Two-dimensional printing is so 2013.
Three-dimensional printing companies are starting to get noticed for their unique technology and innovative products. One such 3D printing company, 3D Systems (DDD), developed stereolithography and the STL format and, over the years, has been growing its arsenal of products.
Some analysts were intrigued by these 3D printing ventures and two low ranked analysts recently recommended BUY DDD. However, a day after they advised to BUY DDD, the stock took a dive.
Analyst Sherri Scribner of Deutsche Bank recommended BUY DDD, noting the Consumer Electronics Show where the company showcased its offerings. “DDD has introduced a substantial number of new products and services at EuroMold and CES over the past month and a half. In addition, the company has been active this quarter with acquisitions, including The Sugar Labs (edible food), Figulo (ceramics), Village Plastics and Xerox’s Oregon-based solid ink team.” Because of new products and recent acquisitions Sherri believed the the company would see, “additional revenue growth”. However, Sherri has already lost -1.4% over S&P-500 based on this recommendation and with an average -0.6% return over S&P-500 this is no big surprise. Sherri is ranked 1469 out of 2337 analysts with a 50% success rate.
RBC capital analyst Amit Daryanani, ranked 1552 out of 2337 analysts, also recommended BUY DDD, noting its diverse product line, “One of the reasons we think DDD will outpace industry growth and maintain its industry leadership at least through 2015 is the fact that it has the most diverse product offering when it comes to printing technology.” And he is also a fan of their frequent acquisitions that add value to the company, “We think the ability to add strategically to the portfolio inorganically is a key component to DDD’s improving margin and revenue profile as we believe every acquisition is completed with the intention of adding differentiating technology, expanding DDD’s geographic reach and capitalizing on key initiatives.” Amit has a 44% success rate and has a -0.6% average return over S&P-500.
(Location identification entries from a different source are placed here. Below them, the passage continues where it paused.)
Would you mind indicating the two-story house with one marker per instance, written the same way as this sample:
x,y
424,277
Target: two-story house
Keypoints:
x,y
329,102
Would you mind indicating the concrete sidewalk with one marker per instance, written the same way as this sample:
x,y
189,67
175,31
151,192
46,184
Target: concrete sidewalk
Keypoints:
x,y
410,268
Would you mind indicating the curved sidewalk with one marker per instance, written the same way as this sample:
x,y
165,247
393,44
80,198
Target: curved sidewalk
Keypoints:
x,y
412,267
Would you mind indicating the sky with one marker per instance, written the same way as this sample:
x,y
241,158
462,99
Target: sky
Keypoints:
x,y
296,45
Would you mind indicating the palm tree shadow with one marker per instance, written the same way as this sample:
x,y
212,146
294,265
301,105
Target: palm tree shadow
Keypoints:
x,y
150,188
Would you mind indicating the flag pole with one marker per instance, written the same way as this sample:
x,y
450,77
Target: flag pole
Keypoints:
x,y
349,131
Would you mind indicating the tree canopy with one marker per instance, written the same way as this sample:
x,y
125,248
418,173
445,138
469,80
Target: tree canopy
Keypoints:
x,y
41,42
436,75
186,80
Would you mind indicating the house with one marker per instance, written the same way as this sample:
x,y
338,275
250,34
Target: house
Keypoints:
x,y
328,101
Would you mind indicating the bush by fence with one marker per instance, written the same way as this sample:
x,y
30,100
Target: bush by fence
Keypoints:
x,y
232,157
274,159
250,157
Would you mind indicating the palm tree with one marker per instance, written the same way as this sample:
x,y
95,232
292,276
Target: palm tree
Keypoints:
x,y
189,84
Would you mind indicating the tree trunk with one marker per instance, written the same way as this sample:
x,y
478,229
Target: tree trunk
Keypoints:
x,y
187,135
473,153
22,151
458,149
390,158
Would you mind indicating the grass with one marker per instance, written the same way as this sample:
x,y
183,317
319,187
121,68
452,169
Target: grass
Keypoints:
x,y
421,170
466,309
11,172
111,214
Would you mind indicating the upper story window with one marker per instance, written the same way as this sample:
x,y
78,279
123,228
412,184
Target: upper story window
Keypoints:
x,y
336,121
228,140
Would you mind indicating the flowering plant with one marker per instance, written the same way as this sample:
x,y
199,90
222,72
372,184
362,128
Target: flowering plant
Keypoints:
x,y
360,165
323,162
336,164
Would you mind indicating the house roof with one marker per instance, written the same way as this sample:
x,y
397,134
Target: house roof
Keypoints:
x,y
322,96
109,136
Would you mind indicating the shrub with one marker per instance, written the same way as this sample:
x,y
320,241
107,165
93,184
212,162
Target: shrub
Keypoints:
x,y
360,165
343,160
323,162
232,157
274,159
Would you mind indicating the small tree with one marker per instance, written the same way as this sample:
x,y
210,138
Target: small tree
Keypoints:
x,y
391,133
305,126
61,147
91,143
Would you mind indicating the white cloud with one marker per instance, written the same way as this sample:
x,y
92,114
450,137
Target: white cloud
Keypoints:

According to Dan Burrows of InvestorPlace, 3D printing company Stratasys (SSYS) was slammed after it forecasted that its full-year earnings would miss Wall Street’s estimates. And another company ExOne (XONE) had similar news, “XONE stock took a beating after ExOne slashed its revenue guidance.” Both Sherri and Amit did not predict that the futures of other 3D printing companies would effect the entire sector, which is now in “freefall”, causing DDD to fall from $91.88 to $85.67.